Following Donald Trump’s election win in November, markets rallied to record highs on expectations of a market-friendly and deregulatory White House.
The Dow, which tracks the market performance of 30 U.S.-listed large-cap companies, closed above 45,000 for the first time on Nov. 29. The S&P 500 closed above 6,000 for the first time on Dec. 6, and the Nasdaq ended Monday at a record high of more than 20,000.
Economists are widely expecting the Federal Open Market Committee to lower the federal funds rate by 25 basis points to 4.25%-4.50% on Wednesday. That would be the central bank’s third consecutive rate cut of the year, bringing total reductions to 100 basis points.

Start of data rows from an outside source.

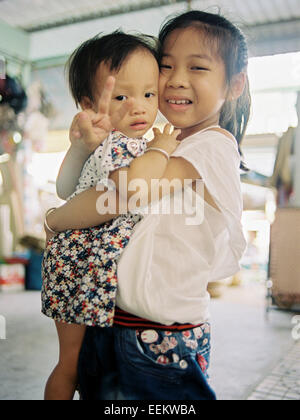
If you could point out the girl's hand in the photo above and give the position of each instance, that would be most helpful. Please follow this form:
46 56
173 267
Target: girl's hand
165 140
89 128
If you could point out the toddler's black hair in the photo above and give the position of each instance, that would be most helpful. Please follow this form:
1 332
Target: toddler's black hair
112 49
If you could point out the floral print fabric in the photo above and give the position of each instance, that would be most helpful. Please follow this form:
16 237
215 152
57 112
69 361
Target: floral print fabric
170 347
79 267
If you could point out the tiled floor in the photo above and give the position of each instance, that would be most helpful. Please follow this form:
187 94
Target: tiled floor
245 348
283 383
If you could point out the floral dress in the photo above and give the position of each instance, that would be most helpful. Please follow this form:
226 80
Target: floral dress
79 267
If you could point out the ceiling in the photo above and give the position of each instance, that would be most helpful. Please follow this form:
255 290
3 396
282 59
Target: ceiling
36 15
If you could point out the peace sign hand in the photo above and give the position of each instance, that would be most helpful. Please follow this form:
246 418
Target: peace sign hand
89 128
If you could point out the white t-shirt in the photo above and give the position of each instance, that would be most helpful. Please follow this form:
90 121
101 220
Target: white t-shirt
164 271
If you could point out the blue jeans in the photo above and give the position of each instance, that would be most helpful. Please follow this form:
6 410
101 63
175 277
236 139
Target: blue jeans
127 364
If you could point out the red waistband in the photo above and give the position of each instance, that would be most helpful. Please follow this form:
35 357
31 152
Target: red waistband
124 319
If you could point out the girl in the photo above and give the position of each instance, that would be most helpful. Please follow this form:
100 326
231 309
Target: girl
79 267
161 333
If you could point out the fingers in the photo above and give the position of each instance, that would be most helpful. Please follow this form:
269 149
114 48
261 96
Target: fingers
156 131
176 133
84 125
105 98
167 129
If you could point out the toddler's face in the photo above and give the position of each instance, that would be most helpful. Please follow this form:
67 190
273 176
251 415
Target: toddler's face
138 80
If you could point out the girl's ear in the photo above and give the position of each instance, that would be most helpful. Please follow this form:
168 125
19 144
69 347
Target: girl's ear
86 103
238 85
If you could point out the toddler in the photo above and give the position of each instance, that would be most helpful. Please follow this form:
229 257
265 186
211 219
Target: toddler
80 266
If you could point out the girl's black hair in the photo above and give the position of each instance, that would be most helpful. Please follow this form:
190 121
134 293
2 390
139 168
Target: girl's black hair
112 49
232 47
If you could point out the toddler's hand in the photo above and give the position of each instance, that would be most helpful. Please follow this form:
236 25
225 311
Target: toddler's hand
166 140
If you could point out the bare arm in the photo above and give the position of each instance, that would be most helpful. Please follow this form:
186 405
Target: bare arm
70 171
85 210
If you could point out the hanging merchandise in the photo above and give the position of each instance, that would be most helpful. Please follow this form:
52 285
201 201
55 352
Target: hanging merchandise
13 100
12 94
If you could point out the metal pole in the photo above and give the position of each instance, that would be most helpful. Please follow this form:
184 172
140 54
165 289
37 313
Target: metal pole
296 200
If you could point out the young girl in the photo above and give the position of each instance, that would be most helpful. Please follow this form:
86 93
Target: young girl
161 332
80 267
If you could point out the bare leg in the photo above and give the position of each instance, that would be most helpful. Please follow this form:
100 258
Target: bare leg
62 382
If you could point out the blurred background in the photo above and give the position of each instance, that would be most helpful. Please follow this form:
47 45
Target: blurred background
36 109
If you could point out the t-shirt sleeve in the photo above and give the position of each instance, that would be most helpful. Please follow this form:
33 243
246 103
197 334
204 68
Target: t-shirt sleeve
217 160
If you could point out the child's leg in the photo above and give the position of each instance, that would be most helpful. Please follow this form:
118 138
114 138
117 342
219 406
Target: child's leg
62 382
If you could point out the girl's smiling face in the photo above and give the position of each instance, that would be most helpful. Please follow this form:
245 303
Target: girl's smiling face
192 83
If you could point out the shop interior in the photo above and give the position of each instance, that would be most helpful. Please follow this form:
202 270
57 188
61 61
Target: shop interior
36 110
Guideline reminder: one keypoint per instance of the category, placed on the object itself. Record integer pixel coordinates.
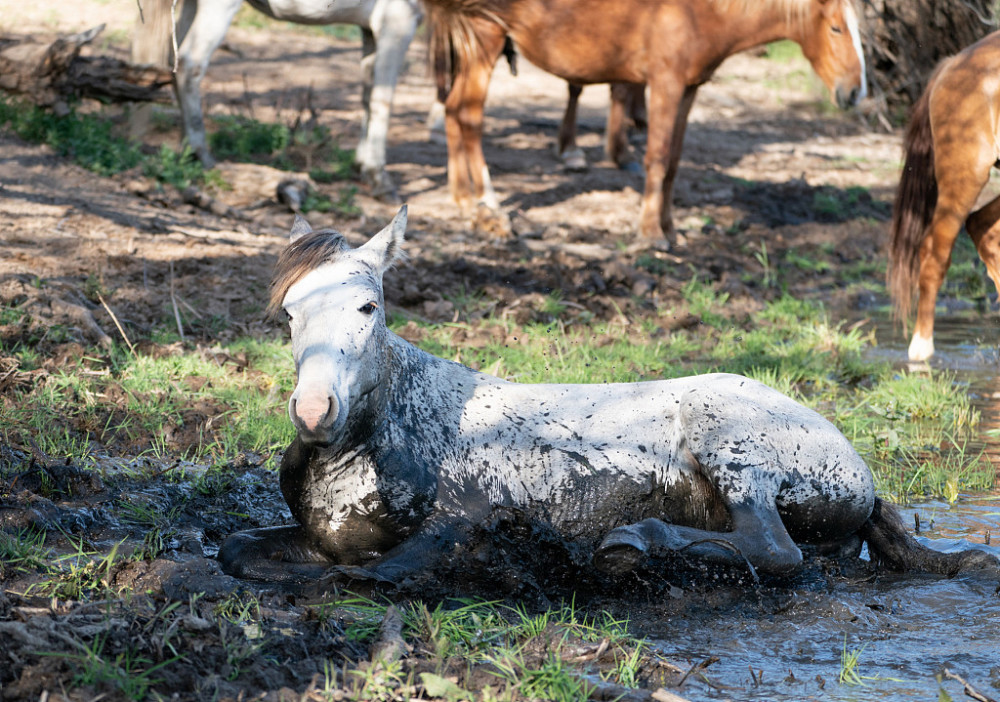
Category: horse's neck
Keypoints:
(763, 22)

But the Fed could begin to slow its pace of cuts in 2025 given slightly hotter-than-expected inflation and an uptick in unemployment. Goldman Sachs (GS) has revised its forecast to project quarterly cuts in March, June, and September, with a higher terminal rate of 3.5-3.75%, researchers at the investment bank led by Jan Hatzius said in a note Sunday.
The Fed could also take a more cautious approach toward monetary policy given uncertainty around the incoming administration’s economic plans, Goldman said. In particular, Trump’s proposed universal tariff, could push inflation back up above 3%, according to the investment bank’s projections.